Recently I took a Ruby class, taught by Sarah Allen and one of the most fun things I learned was profiling. Performance testing is such a crucial part of software development. Prior to Sarah’s class, the most common way to store and retrieve data is via an array. For example in a dictionary example, I would normally do this:
To add a word to a dictionary
def add(word)
@words « word
endTo find a word in a dictionary
def find(prefix)
@words.find_all {|w| w =~ /^#{prefix}/}
end
See dictionary_array.rb in my github account for more details.
In class, we were introduced a new data storing structure, called Trie, inspired by Tyler McMullen’s LA RubyConf 2010 talk: http://www.scribd.com/doc/27149829/Alternative-Data-Structures-in-Ruby It’s like storing each character in a tree and creating branches of a tree based on the word inserted into the dictionary.
To add a word to a dictionary
def add(word,subtree=@tree)
if word.size == 0
subtree[:terminal] = true
else
first_char = word[0]
rest = word[1..-1]
subtree[first_char] ||= {}
add(rest, subtree[first_char])
end
end
To find a word in a dictionary
def find(prefix)
subtree = walk(prefix)
return [] unless subtree
return words(subtree, prefix)
end
See trie_dictionary.rb in my github account for more details.
So which performs better, an ARRAY or TRIE?
We used a profiling/performance testing tool called Ruby-Prof to find out! These were the steps taken to perform the test:
1) Install ruby-prof (http://ruby-prof.rubyforge.org/)
sudo gem install ruby-prof
2) Create a script to do the following:
a) Open and read a large data set, e.g. more than 10,000 rows of data. In my experiment, I used a file with lots of products.
http://github.com/aihui/ruby_prof_test/blob/master/products.csv
b) Insert the large data set (products.csv) into the array or trie. Add RubyProf.start to this section of code so that we can monitor the performance.
#read file and put words into dictionary
RubyProf.start
file.each do |data|
d.add(data)
end
result = RubyProf.stop
c) Find products that begin with “fr” in the array or trie. Add RubyProf.start to this section of code so that we can monitor the performance.
RubyProf.start
found = d.find(search_text)
foundresult = RubyProf.stop
d) Write the results of each test into their respective files, e.g. results for adding words and results for finding words.
A dictionary_test.rb file was create for step(2). I switched the “require dictionary_array” and “require trie_dictionary” accordingly, depending on what test I’m running.

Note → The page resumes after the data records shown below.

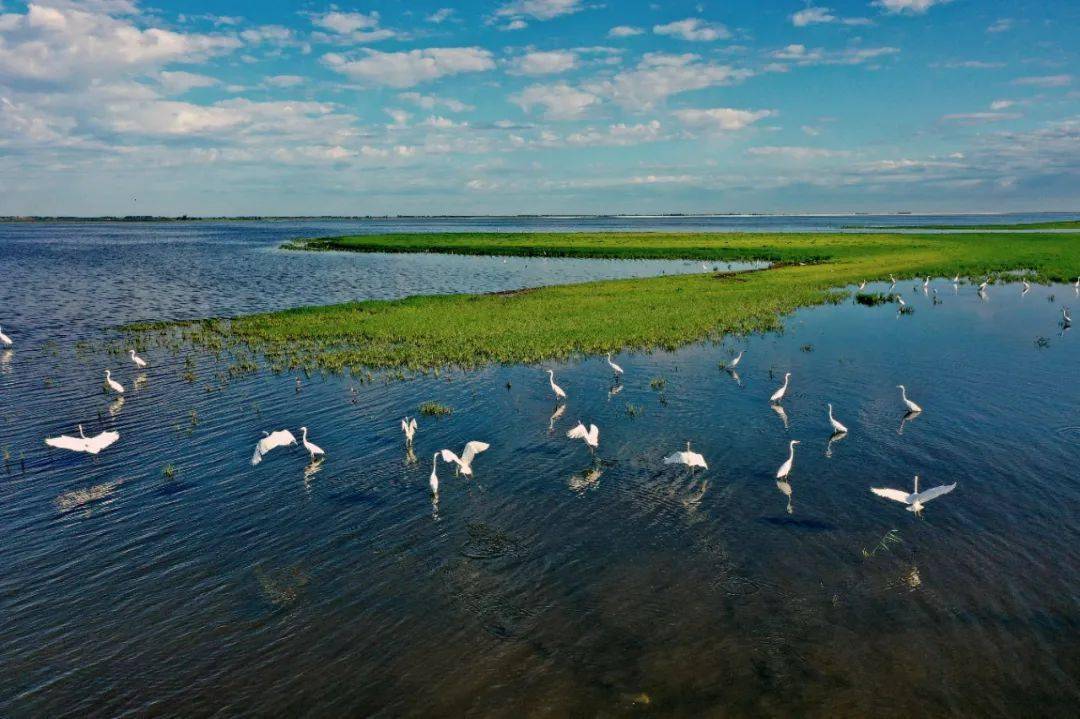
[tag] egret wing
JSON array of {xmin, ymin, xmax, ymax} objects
[
  {"xmin": 461, "ymin": 442, "xmax": 491, "ymax": 464},
  {"xmin": 870, "ymin": 487, "xmax": 914, "ymax": 504}
]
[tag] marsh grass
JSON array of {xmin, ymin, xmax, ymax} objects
[{"xmin": 125, "ymin": 232, "xmax": 1080, "ymax": 377}]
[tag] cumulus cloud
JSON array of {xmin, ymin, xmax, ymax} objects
[
  {"xmin": 322, "ymin": 48, "xmax": 495, "ymax": 87},
  {"xmin": 510, "ymin": 82, "xmax": 600, "ymax": 120},
  {"xmin": 511, "ymin": 50, "xmax": 578, "ymax": 76},
  {"xmin": 672, "ymin": 107, "xmax": 775, "ymax": 134},
  {"xmin": 652, "ymin": 17, "xmax": 731, "ymax": 42},
  {"xmin": 585, "ymin": 53, "xmax": 753, "ymax": 110}
]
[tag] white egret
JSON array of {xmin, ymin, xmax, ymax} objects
[
  {"xmin": 608, "ymin": 352, "xmax": 622, "ymax": 375},
  {"xmin": 566, "ymin": 422, "xmax": 600, "ymax": 449},
  {"xmin": 300, "ymin": 426, "xmax": 326, "ymax": 462},
  {"xmin": 402, "ymin": 417, "xmax": 417, "ymax": 445},
  {"xmin": 664, "ymin": 442, "xmax": 708, "ymax": 470},
  {"xmin": 548, "ymin": 369, "xmax": 566, "ymax": 399},
  {"xmin": 870, "ymin": 475, "xmax": 956, "ymax": 514},
  {"xmin": 769, "ymin": 372, "xmax": 792, "ymax": 403},
  {"xmin": 777, "ymin": 439, "xmax": 799, "ymax": 479},
  {"xmin": 896, "ymin": 384, "xmax": 922, "ymax": 412},
  {"xmin": 252, "ymin": 430, "xmax": 296, "ymax": 466},
  {"xmin": 428, "ymin": 452, "xmax": 438, "ymax": 497},
  {"xmin": 443, "ymin": 440, "xmax": 491, "ymax": 477},
  {"xmin": 828, "ymin": 404, "xmax": 848, "ymax": 434},
  {"xmin": 45, "ymin": 424, "xmax": 120, "ymax": 455},
  {"xmin": 105, "ymin": 369, "xmax": 124, "ymax": 394}
]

3) Run the ruby file and you’ll see the results file being produced too.
ruby dictionary_test.rb
Results
Based on the results below, it shows adding to an array is definitely faster. However, searching through a trie yields way better performance! It took 0.069465 seconds to search through an array while it ONLY took 0.000049 seconds to search through a trie!